Apenas duas mãos entre vinte se levantaram em favor.

“Claramente, este plano tem um suporte mínimo. Vamos avançar rapidamente,” Artur dirigiu.

“A segunda ideia gira em torno de armar cada indivíduo do reino com espadas e incentivá-los a proteger tanto a si mesmos quanto aos outros, sem distinção,” ele continuou.

Os ocupantes da sala olharam para ele com raiva visível enquanto ele propunha essa ideia.

“Você perdeu o juízo, rapaz?” Grok exclamou.

“Não podemos esperar que todos manejem armas. Há crianças e mulheres que nunca seguraram uma arma antes,” a Grande Mãe argumentou.

“Esse garoto está louco?”

“Por que nos tornamos cavaleiros se vamos deixar nossas esposas e filhos lutarem?”

Uma cacofonia de desaprovação se espalhou pela sala.

“Silêncio, todos vocês! Jovem, você tem razões para apoiar sua proposta, ou está zombando da cavalaria?” Artur perguntou, com expressão inflexível.

“Sim, Vossa Majestade. Sir Grok, você acredita que podemos derrotar a horda de zumbis?” ele dirigiu sua pergunta a Grok.

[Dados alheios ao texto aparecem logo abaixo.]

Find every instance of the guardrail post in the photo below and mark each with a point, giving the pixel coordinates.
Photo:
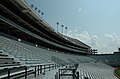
(59, 73)
(8, 73)
(73, 73)
(38, 70)
(25, 72)
(49, 67)
(35, 71)
(77, 75)
(44, 70)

“Que tipo de pergunta é essa? Não podemos possivelmente derrotá-los. Se ao menos tivéssemos a menor esperança de vencer, estaríamos no campo de batalha em vez de aqui, ouvindo suas bobagens,” Grok respondeu.

“Exatamente. Então, o que você prevê depois que nossas forças forem derrotadas pelos zumbis? Eles vão recuar ou avançar para nossas cidades, destruindo tudo?” ele inquiriu mais.

“Isso é absurdo. Claro que eles vão marchar sobre nossas cidades, deixando destruição por onde passam,” Grok declarou categoricamente.

“De fato, e é por isso que propus armar a população. Eles podem pelo menos fazer uma resistência e prolongar sua sobrevivência,” ele esclareceu.

“Ah, agora vejo seu ponto,” Grok reconheceu com compreensão.

“Indiquem seu acordo levantando as mãos. Mantenham-nas abaixadas se discordarem,” Artur instruiu, levantando a própria mão.

Derein seguiu seu exemplo, levantando a mão. Doze dos vinte membros favoreceram essa abordagem.

“Qual é a terceira sugestão?” Artur perguntou.

“Vossa Majestade, a terceira proposta envolve chamar de volta o indivíduo que comanda o exército de ogros para ajudar. Com a ajuda dele, temos uma chance de vitória de 30%,” ele concluiu, e os oito membros restantes levantaram as mãos em concordância.